La stagione giovanile

"Quando Raffaello era in vita la Natura temette di essere vinta e ora che è morto teme di morire": con queste parole Pietro Bembo parla della morte di Raffaello Sanzio.
La grandezza del pittore è evidente anche dalle prime opere realizzate in Umbria. E' perduta, fatta eccezione per qualche frammento, la "Pala del Beato Nicola da Tolentino", mentre si può ammirare lo stendardo di Città di Castello, dipinto a doppia faccia e rappresentante una "Madonna della Misericordia" ed una "Crocifissione". L'opera rivela l'influsso che Piero della Francesca esercita su Raffaello in giovane età. Le altre opere del periodo mostrano, invece, le suggestioni che il maestro Perugino esercita sul suo allievo.
Alcune tratti pittorici di Raffaello sono frutto del suo apprendistato presso il Perugino: la misurazione degli spazi, il chiaroscuro, l'alternanza di vuoti e pieni, caratteristiche evidenti in tele quali l'"Incoronazione della Vergine" e lo "Sposalizio della Vergine", seppure lo stesso Vasari ammetta che quest'ultima opera - firmata e datata al 1504 - superi per bellezza e cura formale il Perugino.
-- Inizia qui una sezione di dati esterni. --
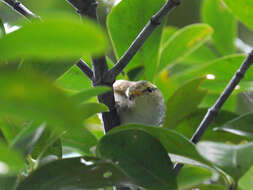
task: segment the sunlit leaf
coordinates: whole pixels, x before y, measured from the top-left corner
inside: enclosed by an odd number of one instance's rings
[[[162,49],[158,71],[162,71],[168,64],[177,63],[192,53],[206,42],[212,33],[213,29],[207,24],[189,25],[178,30]]]
[[[253,21],[251,19],[253,16],[253,2],[251,0],[223,0],[223,2],[241,22],[253,29]]]
[[[77,104],[80,104],[82,102],[89,100],[94,96],[108,92],[109,90],[110,88],[106,86],[96,86],[91,89],[85,89],[81,92],[78,92],[74,94],[71,98],[73,98]]]
[[[191,189],[212,177],[212,172],[205,168],[184,166],[178,175],[179,189]],[[201,189],[202,190],[202,189]]]
[[[143,130],[109,133],[99,141],[97,151],[102,158],[114,161],[136,185],[157,190],[177,189],[166,150]]]
[[[253,114],[247,113],[247,114],[241,115],[215,129],[219,131],[227,131],[236,135],[252,138],[253,137]]]
[[[128,49],[164,2],[164,0],[124,0],[112,9],[107,25],[118,58]],[[159,26],[140,48],[125,71],[137,66],[145,66],[146,79],[153,80],[161,36],[162,26]]]
[[[197,149],[203,157],[221,168],[236,181],[253,165],[253,143],[229,145],[203,141],[197,144]]]
[[[126,176],[110,163],[71,158],[42,166],[22,181],[17,190],[98,189],[127,181]]]
[[[215,47],[223,55],[235,52],[237,21],[220,0],[205,0],[202,6],[203,21],[214,29]]]
[[[20,153],[0,143],[0,174],[14,174],[25,169],[25,160]]]
[[[0,89],[1,114],[47,121],[58,130],[82,124],[82,116],[74,102],[40,76],[2,69]]]
[[[197,110],[207,91],[200,89],[204,78],[184,84],[166,102],[164,127],[175,128],[185,116]]]
[[[106,50],[103,31],[89,20],[56,14],[34,20],[0,39],[0,59],[79,58]]]

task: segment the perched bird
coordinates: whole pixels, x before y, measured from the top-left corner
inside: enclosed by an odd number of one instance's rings
[[[165,104],[160,90],[154,84],[148,81],[117,80],[113,89],[121,124],[162,124]]]

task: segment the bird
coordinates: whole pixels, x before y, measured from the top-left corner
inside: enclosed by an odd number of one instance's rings
[[[165,103],[162,93],[154,84],[145,80],[116,80],[113,90],[121,124],[162,124]]]

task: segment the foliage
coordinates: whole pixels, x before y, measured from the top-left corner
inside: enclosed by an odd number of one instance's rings
[[[111,89],[92,87],[75,63],[118,60],[165,0],[103,1],[104,27],[66,2],[23,3],[42,21],[12,18],[5,22],[21,28],[6,34],[0,17],[0,190],[252,188],[252,71],[204,141],[190,141],[245,58],[235,40],[239,22],[253,29],[252,0],[203,0],[201,21],[182,28],[165,19],[118,77],[158,86],[163,127],[129,124],[106,135],[97,113],[108,108],[96,96]],[[186,166],[176,176],[178,162]]]

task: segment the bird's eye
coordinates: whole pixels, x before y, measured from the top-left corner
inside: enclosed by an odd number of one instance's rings
[[[151,92],[153,92],[153,89],[150,88],[150,87],[148,87],[148,88],[147,88],[147,91],[151,93]]]

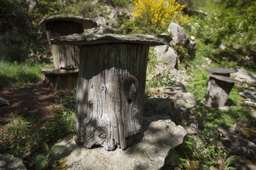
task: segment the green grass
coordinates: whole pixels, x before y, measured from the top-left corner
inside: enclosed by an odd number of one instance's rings
[[[44,66],[45,65],[0,61],[0,89],[40,81],[43,77],[40,68]]]
[[[0,131],[4,140],[8,139],[12,154],[20,156],[26,153],[39,153],[42,144],[53,144],[68,134],[75,133],[75,99],[74,93],[56,97],[56,102],[61,104],[61,113],[51,113],[52,117],[41,120],[31,117],[26,113],[16,112],[13,121]],[[0,144],[0,147],[6,147]]]

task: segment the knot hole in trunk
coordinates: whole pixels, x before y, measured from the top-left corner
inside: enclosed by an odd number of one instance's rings
[[[124,91],[128,103],[131,104],[139,92],[139,82],[136,76],[128,76],[125,79]]]

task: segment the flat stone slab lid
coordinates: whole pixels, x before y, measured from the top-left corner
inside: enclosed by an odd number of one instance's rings
[[[78,73],[79,69],[73,70],[63,70],[63,69],[55,69],[55,68],[42,68],[41,71],[46,75],[64,75],[64,74],[72,74]]]
[[[213,77],[213,78],[216,78],[218,80],[220,80],[220,81],[223,81],[223,82],[235,82],[235,83],[241,83],[241,82],[237,81],[237,80],[235,80],[233,78],[230,78],[228,76],[219,76],[219,75],[212,75],[212,74],[210,74],[210,76],[211,77]]]
[[[168,44],[166,35],[73,34],[52,39],[52,44],[92,45],[101,43],[135,43],[148,46]]]
[[[236,69],[228,69],[228,68],[207,68],[207,71],[212,74],[230,74],[237,72]]]
[[[90,19],[84,18],[82,16],[76,16],[73,14],[57,14],[57,15],[49,16],[44,18],[39,23],[39,25],[46,24],[52,21],[60,21],[60,20],[80,23],[83,25],[84,29],[95,28],[97,26],[97,24]]]

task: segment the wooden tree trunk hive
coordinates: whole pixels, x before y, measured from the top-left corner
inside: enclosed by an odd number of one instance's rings
[[[83,33],[84,29],[96,26],[94,21],[80,16],[55,15],[44,19],[47,39],[74,33]],[[44,82],[55,89],[73,89],[76,88],[80,48],[77,45],[51,44],[55,68],[43,69]],[[59,70],[59,71],[58,71]]]
[[[207,105],[213,107],[223,107],[228,100],[229,94],[236,80],[230,78],[230,73],[236,72],[233,69],[211,68],[207,69],[212,74],[208,82],[208,89],[206,96]]]
[[[87,148],[125,149],[142,130],[142,105],[149,46],[154,36],[75,35],[52,43],[81,48],[75,140]]]
[[[60,36],[83,33],[84,29],[96,27],[89,19],[74,15],[55,15],[44,19],[48,41]],[[51,45],[51,52],[55,69],[78,69],[79,65],[79,48],[75,45]]]

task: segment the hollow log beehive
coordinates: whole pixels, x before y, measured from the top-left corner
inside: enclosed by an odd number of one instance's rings
[[[75,140],[87,148],[125,149],[142,130],[149,46],[169,37],[73,35],[54,44],[81,45]]]

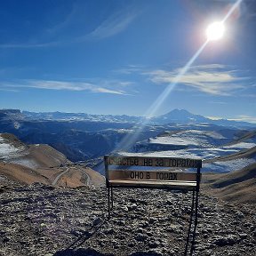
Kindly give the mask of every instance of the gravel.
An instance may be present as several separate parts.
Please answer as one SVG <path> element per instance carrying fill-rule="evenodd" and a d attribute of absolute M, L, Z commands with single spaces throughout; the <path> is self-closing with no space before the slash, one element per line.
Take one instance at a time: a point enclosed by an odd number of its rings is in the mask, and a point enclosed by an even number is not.
<path fill-rule="evenodd" d="M 114 189 L 108 220 L 105 188 L 0 188 L 0 255 L 184 255 L 191 192 Z M 254 205 L 200 194 L 198 216 L 193 255 L 256 255 Z"/>

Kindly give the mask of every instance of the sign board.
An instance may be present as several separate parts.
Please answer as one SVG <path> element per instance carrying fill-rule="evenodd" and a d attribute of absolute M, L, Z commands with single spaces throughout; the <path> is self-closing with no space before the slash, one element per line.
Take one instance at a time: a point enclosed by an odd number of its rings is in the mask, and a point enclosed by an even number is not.
<path fill-rule="evenodd" d="M 145 172 L 145 171 L 108 171 L 109 180 L 156 180 L 156 181 L 173 181 L 186 180 L 196 181 L 196 173 L 184 172 Z"/>
<path fill-rule="evenodd" d="M 119 166 L 202 168 L 201 159 L 177 157 L 106 156 L 106 164 Z"/>

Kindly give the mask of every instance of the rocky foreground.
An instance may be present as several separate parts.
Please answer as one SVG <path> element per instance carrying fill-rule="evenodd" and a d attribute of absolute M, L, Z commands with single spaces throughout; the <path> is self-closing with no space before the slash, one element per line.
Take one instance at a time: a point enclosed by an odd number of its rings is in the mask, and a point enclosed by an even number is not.
<path fill-rule="evenodd" d="M 105 188 L 3 183 L 0 255 L 184 255 L 191 192 L 115 189 L 108 220 Z M 256 255 L 255 213 L 200 193 L 194 255 Z"/>

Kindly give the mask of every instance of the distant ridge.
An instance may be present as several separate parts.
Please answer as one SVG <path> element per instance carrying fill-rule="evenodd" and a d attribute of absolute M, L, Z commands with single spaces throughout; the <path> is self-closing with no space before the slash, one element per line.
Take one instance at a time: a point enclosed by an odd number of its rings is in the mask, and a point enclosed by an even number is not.
<path fill-rule="evenodd" d="M 77 121 L 77 122 L 98 122 L 98 123 L 123 123 L 137 124 L 146 120 L 145 116 L 134 116 L 127 115 L 94 115 L 86 113 L 66 113 L 66 112 L 29 112 L 19 109 L 0 109 L 0 118 L 9 120 L 48 120 L 48 121 Z M 256 124 L 249 122 L 233 121 L 227 119 L 213 120 L 201 115 L 192 114 L 186 109 L 175 108 L 164 115 L 151 117 L 148 124 L 210 124 L 215 125 L 234 127 L 256 127 Z"/>
<path fill-rule="evenodd" d="M 186 109 L 175 108 L 167 114 L 153 117 L 156 124 L 211 124 L 215 125 L 235 126 L 235 127 L 256 127 L 256 124 L 227 119 L 212 120 L 201 115 L 195 115 Z"/>

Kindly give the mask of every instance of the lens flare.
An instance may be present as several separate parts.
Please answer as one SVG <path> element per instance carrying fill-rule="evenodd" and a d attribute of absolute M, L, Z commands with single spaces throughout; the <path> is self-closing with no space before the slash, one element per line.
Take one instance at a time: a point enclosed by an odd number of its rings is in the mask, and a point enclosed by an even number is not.
<path fill-rule="evenodd" d="M 170 95 L 170 93 L 172 92 L 172 90 L 175 88 L 176 84 L 180 82 L 182 76 L 184 76 L 187 71 L 191 68 L 192 64 L 195 62 L 195 60 L 198 58 L 200 53 L 204 51 L 205 46 L 208 44 L 208 43 L 212 40 L 217 40 L 218 37 L 221 37 L 224 34 L 224 22 L 230 17 L 230 15 L 235 12 L 235 10 L 239 6 L 243 0 L 237 0 L 234 5 L 230 8 L 230 10 L 228 12 L 224 19 L 221 20 L 221 22 L 216 22 L 217 24 L 212 25 L 212 28 L 209 32 L 209 36 L 207 36 L 206 41 L 201 45 L 201 47 L 196 51 L 196 52 L 192 56 L 192 58 L 186 63 L 186 65 L 180 69 L 179 74 L 176 76 L 176 77 L 173 79 L 173 82 L 171 83 L 164 90 L 164 92 L 157 97 L 157 99 L 153 102 L 151 107 L 149 108 L 148 111 L 146 114 L 145 121 L 137 124 L 136 126 L 133 127 L 134 132 L 128 133 L 116 146 L 115 150 L 112 151 L 112 153 L 116 153 L 120 151 L 125 151 L 129 150 L 136 141 L 140 139 L 140 134 L 144 131 L 145 127 L 150 122 L 151 116 L 154 116 L 158 108 L 161 107 L 163 102 L 166 100 L 166 98 Z M 207 29 L 208 30 L 208 29 Z"/>
<path fill-rule="evenodd" d="M 206 36 L 209 41 L 220 39 L 225 32 L 223 22 L 213 22 L 210 24 L 206 29 Z"/>

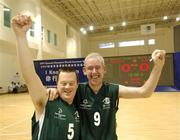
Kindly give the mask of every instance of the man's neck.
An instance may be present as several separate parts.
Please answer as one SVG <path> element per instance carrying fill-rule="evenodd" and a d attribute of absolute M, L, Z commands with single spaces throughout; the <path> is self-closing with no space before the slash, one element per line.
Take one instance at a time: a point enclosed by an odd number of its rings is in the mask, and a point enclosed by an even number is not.
<path fill-rule="evenodd" d="M 100 88 L 102 87 L 102 83 L 100 85 L 91 85 L 89 84 L 89 86 L 91 87 L 91 89 L 94 91 L 95 94 L 98 93 L 98 91 L 100 90 Z"/>

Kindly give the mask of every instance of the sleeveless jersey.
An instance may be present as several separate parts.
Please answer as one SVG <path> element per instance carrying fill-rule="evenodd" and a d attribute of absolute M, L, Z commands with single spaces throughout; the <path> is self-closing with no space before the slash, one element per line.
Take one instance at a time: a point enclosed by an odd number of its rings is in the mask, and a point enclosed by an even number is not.
<path fill-rule="evenodd" d="M 38 140 L 39 122 L 32 118 L 32 140 Z M 39 140 L 79 140 L 79 114 L 74 104 L 60 98 L 48 101 Z"/>
<path fill-rule="evenodd" d="M 79 85 L 76 102 L 82 140 L 117 140 L 118 91 L 119 86 L 115 84 L 103 84 L 97 94 L 87 83 Z"/>

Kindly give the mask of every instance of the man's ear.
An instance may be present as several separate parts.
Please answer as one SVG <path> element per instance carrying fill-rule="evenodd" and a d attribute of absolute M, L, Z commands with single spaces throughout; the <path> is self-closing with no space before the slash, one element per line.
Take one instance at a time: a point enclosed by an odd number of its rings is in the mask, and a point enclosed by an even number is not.
<path fill-rule="evenodd" d="M 83 74 L 84 74 L 84 75 L 87 75 L 87 74 L 86 74 L 86 68 L 85 68 L 85 67 L 83 67 Z"/>

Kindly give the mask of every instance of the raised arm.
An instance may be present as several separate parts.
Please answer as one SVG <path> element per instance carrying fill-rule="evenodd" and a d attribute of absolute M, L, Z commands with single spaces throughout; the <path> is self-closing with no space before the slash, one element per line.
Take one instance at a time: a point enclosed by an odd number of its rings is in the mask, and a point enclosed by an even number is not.
<path fill-rule="evenodd" d="M 29 94 L 36 109 L 36 114 L 40 116 L 45 108 L 48 97 L 46 89 L 35 72 L 26 33 L 31 27 L 32 20 L 26 15 L 17 15 L 12 19 L 12 27 L 17 39 L 17 54 L 24 80 L 28 86 Z"/>
<path fill-rule="evenodd" d="M 152 72 L 141 87 L 126 87 L 119 85 L 119 97 L 122 98 L 146 98 L 150 97 L 154 92 L 157 83 L 159 81 L 162 68 L 165 62 L 165 51 L 164 50 L 155 50 L 152 53 L 152 60 L 154 66 Z"/>

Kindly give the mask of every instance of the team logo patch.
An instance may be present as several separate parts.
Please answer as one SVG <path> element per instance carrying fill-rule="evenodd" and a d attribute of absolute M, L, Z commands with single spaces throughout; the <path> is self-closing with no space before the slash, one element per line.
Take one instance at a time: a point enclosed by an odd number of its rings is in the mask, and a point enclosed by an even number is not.
<path fill-rule="evenodd" d="M 105 97 L 103 100 L 103 109 L 109 109 L 111 105 L 111 100 L 109 97 Z"/>
<path fill-rule="evenodd" d="M 89 104 L 88 100 L 87 99 L 84 99 L 82 101 L 82 103 L 80 103 L 80 108 L 81 109 L 85 109 L 85 110 L 91 110 L 92 109 L 92 105 Z"/>
<path fill-rule="evenodd" d="M 74 113 L 74 116 L 75 116 L 76 122 L 79 122 L 79 113 L 78 113 L 78 111 L 76 111 L 76 112 Z"/>

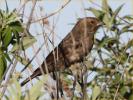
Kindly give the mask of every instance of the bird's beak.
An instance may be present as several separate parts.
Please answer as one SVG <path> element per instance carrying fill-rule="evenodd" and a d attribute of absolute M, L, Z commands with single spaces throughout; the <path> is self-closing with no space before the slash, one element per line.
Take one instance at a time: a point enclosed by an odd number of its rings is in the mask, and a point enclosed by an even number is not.
<path fill-rule="evenodd" d="M 102 26 L 102 25 L 104 25 L 103 22 L 100 22 L 100 23 L 97 24 L 98 27 L 99 27 L 99 26 Z"/>

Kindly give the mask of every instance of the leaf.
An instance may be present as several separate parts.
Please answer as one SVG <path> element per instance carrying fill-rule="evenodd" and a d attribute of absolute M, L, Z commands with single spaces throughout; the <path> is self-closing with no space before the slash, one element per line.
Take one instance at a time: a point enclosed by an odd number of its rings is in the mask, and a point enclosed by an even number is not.
<path fill-rule="evenodd" d="M 120 12 L 120 10 L 122 9 L 124 4 L 122 4 L 121 6 L 119 6 L 115 12 L 113 13 L 113 16 L 111 18 L 110 24 L 113 24 L 115 22 L 116 16 L 118 15 L 118 13 Z"/>
<path fill-rule="evenodd" d="M 95 8 L 89 8 L 87 10 L 90 10 L 97 18 L 99 18 L 100 20 L 103 19 L 103 16 L 104 16 L 104 12 L 101 11 L 101 10 L 97 10 Z"/>
<path fill-rule="evenodd" d="M 14 44 L 11 52 L 14 52 L 16 50 L 23 50 L 23 48 L 27 49 L 28 47 L 30 47 L 35 42 L 36 42 L 36 39 L 34 37 L 24 37 L 22 40 L 22 43 Z"/>
<path fill-rule="evenodd" d="M 3 52 L 0 51 L 0 79 L 2 79 L 2 76 L 6 70 L 7 62 L 5 57 L 3 56 Z"/>
<path fill-rule="evenodd" d="M 38 81 L 27 93 L 24 100 L 29 100 L 28 97 L 30 97 L 31 100 L 38 100 L 37 98 L 40 97 L 42 94 L 44 94 L 41 91 L 41 88 L 44 86 L 44 82 L 46 82 L 49 79 L 48 75 L 45 75 L 41 79 L 41 81 Z"/>
<path fill-rule="evenodd" d="M 7 48 L 7 46 L 10 44 L 11 39 L 12 39 L 12 32 L 11 32 L 10 27 L 5 29 L 4 34 L 5 34 L 4 39 L 3 39 L 4 47 Z"/>
<path fill-rule="evenodd" d="M 93 88 L 93 92 L 92 92 L 92 100 L 97 100 L 97 97 L 100 95 L 101 93 L 101 89 L 99 86 L 95 86 Z"/>
<path fill-rule="evenodd" d="M 105 45 L 108 45 L 109 43 L 113 42 L 113 41 L 117 41 L 116 38 L 109 38 L 109 37 L 104 37 L 101 41 L 98 41 L 98 47 L 102 48 Z"/>
<path fill-rule="evenodd" d="M 12 78 L 11 81 L 13 84 L 10 84 L 8 87 L 8 97 L 10 98 L 9 100 L 22 100 L 20 84 L 15 78 Z"/>

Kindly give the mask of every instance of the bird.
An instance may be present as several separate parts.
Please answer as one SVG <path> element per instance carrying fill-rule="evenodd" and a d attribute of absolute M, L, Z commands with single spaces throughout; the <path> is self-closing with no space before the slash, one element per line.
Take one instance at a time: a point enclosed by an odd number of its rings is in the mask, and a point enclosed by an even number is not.
<path fill-rule="evenodd" d="M 75 63 L 82 62 L 91 51 L 94 34 L 102 24 L 96 17 L 80 18 L 68 35 L 48 54 L 41 66 L 21 83 L 21 86 L 43 73 L 47 74 L 47 71 L 63 71 Z"/>

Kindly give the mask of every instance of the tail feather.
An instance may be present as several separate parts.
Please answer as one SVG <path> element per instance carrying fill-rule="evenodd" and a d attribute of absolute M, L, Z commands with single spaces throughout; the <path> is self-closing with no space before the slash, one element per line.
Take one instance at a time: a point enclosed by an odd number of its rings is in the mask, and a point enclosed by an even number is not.
<path fill-rule="evenodd" d="M 37 68 L 34 73 L 28 77 L 27 79 L 25 79 L 22 83 L 21 83 L 21 86 L 24 86 L 27 82 L 29 82 L 31 79 L 37 77 L 37 76 L 40 76 L 41 75 L 41 70 L 40 68 Z"/>

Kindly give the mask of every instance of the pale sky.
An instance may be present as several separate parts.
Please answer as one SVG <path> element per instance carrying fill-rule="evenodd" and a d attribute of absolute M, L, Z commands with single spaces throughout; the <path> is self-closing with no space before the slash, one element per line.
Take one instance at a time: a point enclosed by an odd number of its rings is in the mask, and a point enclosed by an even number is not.
<path fill-rule="evenodd" d="M 4 0 L 0 0 L 0 8 L 5 9 L 5 4 L 3 2 Z M 49 15 L 50 13 L 55 12 L 58 10 L 67 0 L 43 0 L 38 2 L 37 7 L 43 7 L 44 13 L 42 15 Z M 96 4 L 100 5 L 100 1 L 102 0 L 92 0 L 95 1 Z M 124 7 L 122 8 L 120 15 L 128 15 L 133 14 L 133 2 L 132 0 L 108 0 L 109 5 L 116 9 L 121 4 L 124 4 Z M 14 8 L 20 8 L 19 0 L 7 0 L 9 10 L 13 10 Z M 94 5 L 89 2 L 89 0 L 72 0 L 63 10 L 61 10 L 60 13 L 56 14 L 55 16 L 52 16 L 48 19 L 50 22 L 50 25 L 56 23 L 55 26 L 55 34 L 58 35 L 58 37 L 55 37 L 55 45 L 57 45 L 67 34 L 71 31 L 74 23 L 76 23 L 77 18 L 82 18 L 85 16 L 93 16 L 90 12 L 84 12 L 84 8 L 89 7 L 95 7 L 99 8 L 97 5 Z M 26 11 L 25 16 L 28 17 L 29 11 L 31 9 L 31 3 L 28 3 L 26 5 Z M 37 16 L 40 16 L 40 12 L 38 9 L 36 9 Z M 32 57 L 39 48 L 40 44 L 43 43 L 42 36 L 37 36 L 37 33 L 41 33 L 39 25 L 32 25 L 30 32 L 37 38 L 37 43 L 34 45 L 34 48 L 29 48 L 26 53 L 28 57 Z M 100 34 L 97 34 L 97 36 L 100 36 Z M 33 66 L 38 67 L 39 64 L 41 64 L 43 58 L 43 55 L 46 56 L 48 52 L 44 52 L 45 50 L 41 51 L 37 57 L 33 61 Z M 43 58 L 43 59 L 42 59 Z M 22 69 L 22 67 L 18 67 L 18 70 Z"/>

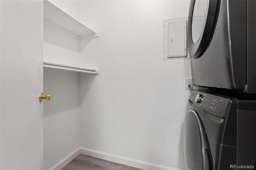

E' nel 1504 che Raffaello, per amore dell'arte, si trasferisce a Firenze. L'incontro con la compagine culturale fiorentina lo pone di fronte alla sua fama ancora limitata. Egli è celebre nella provincia umbra, ma nei primi anni del Cinquecento Leonardo ha già dipinto la "Gioconda", Michelangelo ha scolpito il "David" e realizzato il "Tondo Doni". Il pittore urbinate si confronta con queste grandi personalità, ne assimila suggestioni e stilemi. All'influenza esercitata da Leonardo e Michelangelo si aggiunge l'apporto dell'opera di Frà Bartolomeo, imitatore del Perugino. Nei primi anni fiorentini, Raffaello realizza opere quali "San Giorgio e il drago", la "Dama con l'unicorno", tra i primi ritratti fiorentini, su schema mutuato dalla "Gioconda", ma già fortemente originale nell'uso della luce.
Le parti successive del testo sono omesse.